Terence Tao さんが最初に共有した投稿Anonymity on the internet is a very fragile thing; every anonymous online identity on this planet is only about 31 bits of information away from being completely exposed. This is because the total number of internet users on this planet is about 2 billion, or approximately 2^{31}. Initially, all one knows about an anonymous internet user is that he or she is a member of this large population, which has a Shannon entropy of about 31 bits. But each piece of new information about this identity will reduce this entropy. For instance, knowing the gender of the user will cut down the size of the population of possible candidates for the user's identity by a factor of approximately two, thus stripping away one bit of entropy. (Actually, one loses a little less than a whole bit here, because the gender distribution of internet users is not perfectly balanced.) Similarly, any tidbit of information about the nationality, profession, marital status, location, hobbies, age, ethnicity, education level, socio-economic status, languages known, birthplace, appearance, political leaning, etc. of the user will reduce the entropy further. (Note though that information loss is not always additive; if knowing X removes 2 bits of entropy and knowing Y removes 3 bits, then knowing both X and Y does not necessarily remove 5 bits of information, because X and Y may be correlated instead of independent, and so much of the information gained from Y may already have been present in X).

One can reveal quite a few bits of information about oneself without any serious loss to one's anonymity; for instance, if one has revealed a net of 20 independent bits of information over the lifetime of one's online identity, this still leaves one in a crowd of about 2^11 ~ 2000 other people, enough to still enjoy some reasonable level of anonymity. But as one approaches the threshold of 31 bits, the level of anonymity drops exponentially fast. Once one has revealed more than 31 bits, it becomes theoretically possible to deduce one's identity, given a sufficiently comprehensive set of databases about the population of internet users and their characteristics. Of course, such an ideal set of databases does not actually exist; but one can imagine that government intelligence agencies may have enough of these databases to deduce one's identity from, say, 50 or 60 bits of information, and even publicly available databases (such as what one can access from popular search engines) are probably enough to do the job given, say, 100 bits of information, assuming sufficient patience and determination. Thus, in today's online world, a crowd of billions of other people is considerably less protection for one's anonymity than one may initially think, and just because the first 20 or 30 bits of information you reveal about yourself leads to no apparent loss of anonymity, this does not mean that the next 20 or 30 bits revealed will do so also.

Restricting access to online databases may recover a handful of bits of anonymity, but one will not return to anything close to pre-internet levels of anonymity without extremely draconian information controls. Completely discarding a previous online identity and starting afresh can reset one's level of anonymity to near-maximum levels, but one has to be careful never to link the new identity to the old one, or else the protection gained by switching will be lost, and the information revealed by the two online identities, when combined together, may cumulatively be enough to destroy the anonymity of both.

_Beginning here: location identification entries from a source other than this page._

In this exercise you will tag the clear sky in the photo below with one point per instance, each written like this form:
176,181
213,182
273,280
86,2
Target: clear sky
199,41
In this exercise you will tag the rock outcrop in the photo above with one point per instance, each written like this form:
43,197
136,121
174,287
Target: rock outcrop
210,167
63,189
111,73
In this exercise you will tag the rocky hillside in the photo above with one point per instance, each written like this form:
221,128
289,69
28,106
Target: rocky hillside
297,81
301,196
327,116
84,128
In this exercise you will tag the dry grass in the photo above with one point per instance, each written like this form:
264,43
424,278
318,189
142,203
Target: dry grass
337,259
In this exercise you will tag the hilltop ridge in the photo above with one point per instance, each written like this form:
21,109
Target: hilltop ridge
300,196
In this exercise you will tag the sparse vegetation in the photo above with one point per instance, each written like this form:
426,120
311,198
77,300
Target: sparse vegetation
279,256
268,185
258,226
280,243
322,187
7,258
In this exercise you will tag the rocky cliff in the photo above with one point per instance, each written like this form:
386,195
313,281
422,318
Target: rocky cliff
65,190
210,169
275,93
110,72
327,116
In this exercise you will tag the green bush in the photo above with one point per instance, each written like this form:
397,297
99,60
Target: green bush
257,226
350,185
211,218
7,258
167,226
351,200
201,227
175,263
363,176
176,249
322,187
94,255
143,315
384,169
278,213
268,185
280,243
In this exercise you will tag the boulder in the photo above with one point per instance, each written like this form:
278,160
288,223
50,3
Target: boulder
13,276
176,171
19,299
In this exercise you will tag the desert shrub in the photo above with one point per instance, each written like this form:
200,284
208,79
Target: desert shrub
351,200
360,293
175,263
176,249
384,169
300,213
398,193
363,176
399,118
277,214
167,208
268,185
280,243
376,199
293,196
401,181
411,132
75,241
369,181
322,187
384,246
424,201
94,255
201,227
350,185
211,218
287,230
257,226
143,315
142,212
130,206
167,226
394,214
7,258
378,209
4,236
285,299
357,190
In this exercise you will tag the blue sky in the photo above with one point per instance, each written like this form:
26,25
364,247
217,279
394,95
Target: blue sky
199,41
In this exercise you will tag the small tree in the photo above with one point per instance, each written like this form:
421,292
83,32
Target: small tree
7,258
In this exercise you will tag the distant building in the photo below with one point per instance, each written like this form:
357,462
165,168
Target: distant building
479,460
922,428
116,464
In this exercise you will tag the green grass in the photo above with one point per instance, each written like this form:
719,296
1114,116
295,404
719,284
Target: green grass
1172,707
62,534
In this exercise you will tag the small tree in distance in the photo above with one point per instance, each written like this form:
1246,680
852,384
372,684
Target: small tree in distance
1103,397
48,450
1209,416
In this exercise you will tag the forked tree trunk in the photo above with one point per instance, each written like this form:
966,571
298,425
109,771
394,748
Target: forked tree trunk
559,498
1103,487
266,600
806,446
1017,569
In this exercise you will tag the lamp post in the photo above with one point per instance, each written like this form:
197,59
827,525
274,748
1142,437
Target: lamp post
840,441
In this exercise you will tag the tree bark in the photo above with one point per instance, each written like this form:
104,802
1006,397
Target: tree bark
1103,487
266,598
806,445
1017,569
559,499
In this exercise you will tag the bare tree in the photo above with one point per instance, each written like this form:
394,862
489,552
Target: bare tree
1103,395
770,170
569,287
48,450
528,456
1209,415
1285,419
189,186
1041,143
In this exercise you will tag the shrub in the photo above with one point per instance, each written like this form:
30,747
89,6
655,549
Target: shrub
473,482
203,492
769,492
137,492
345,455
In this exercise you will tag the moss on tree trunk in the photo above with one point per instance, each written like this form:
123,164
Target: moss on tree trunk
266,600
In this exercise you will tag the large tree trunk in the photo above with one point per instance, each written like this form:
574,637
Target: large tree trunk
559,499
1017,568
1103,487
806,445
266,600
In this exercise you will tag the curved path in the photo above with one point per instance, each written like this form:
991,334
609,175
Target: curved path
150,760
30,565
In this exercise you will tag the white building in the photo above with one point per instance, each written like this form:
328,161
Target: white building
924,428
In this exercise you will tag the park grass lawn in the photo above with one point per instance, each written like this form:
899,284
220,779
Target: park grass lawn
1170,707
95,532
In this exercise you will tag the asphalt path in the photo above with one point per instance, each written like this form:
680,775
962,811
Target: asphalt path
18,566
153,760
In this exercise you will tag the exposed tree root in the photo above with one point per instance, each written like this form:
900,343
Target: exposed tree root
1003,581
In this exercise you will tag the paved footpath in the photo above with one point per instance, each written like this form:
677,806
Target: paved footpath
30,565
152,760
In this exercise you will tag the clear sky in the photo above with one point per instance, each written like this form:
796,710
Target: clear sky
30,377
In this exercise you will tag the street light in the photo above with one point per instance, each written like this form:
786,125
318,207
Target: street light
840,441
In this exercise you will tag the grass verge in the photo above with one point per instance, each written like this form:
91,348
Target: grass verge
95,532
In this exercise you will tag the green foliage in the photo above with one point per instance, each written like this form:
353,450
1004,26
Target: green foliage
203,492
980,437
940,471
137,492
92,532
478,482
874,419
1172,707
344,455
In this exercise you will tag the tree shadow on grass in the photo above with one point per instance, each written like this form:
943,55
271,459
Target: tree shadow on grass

But one additional way to gain more anonymity is through deliberate disinformation. For instance, suppose that one reveals 100 independent bits of information about oneself. Ordinarily, this would cost 100 bits of anonymity (assuming that each bit was a priori equally likely to be true or false), by cutting the number of possibilities down by a factor of 2^100; but if 5 of these 100 bits (chosen randomly and not revealed in advance) are deliberately falsified, then the number of possibilities increases again by a factor of (100 choose 5) ~ 2^26, recovering about 26 bits of anonymity. In practice one gains even more anonymity than this, because to dispel the disinformation one needs to solve a satisfiability problem, which can be notoriously intractible computationally, although this additional protection may dissipate with time as algorithms improve (e.g. by incorporating ideas from compressed sensing).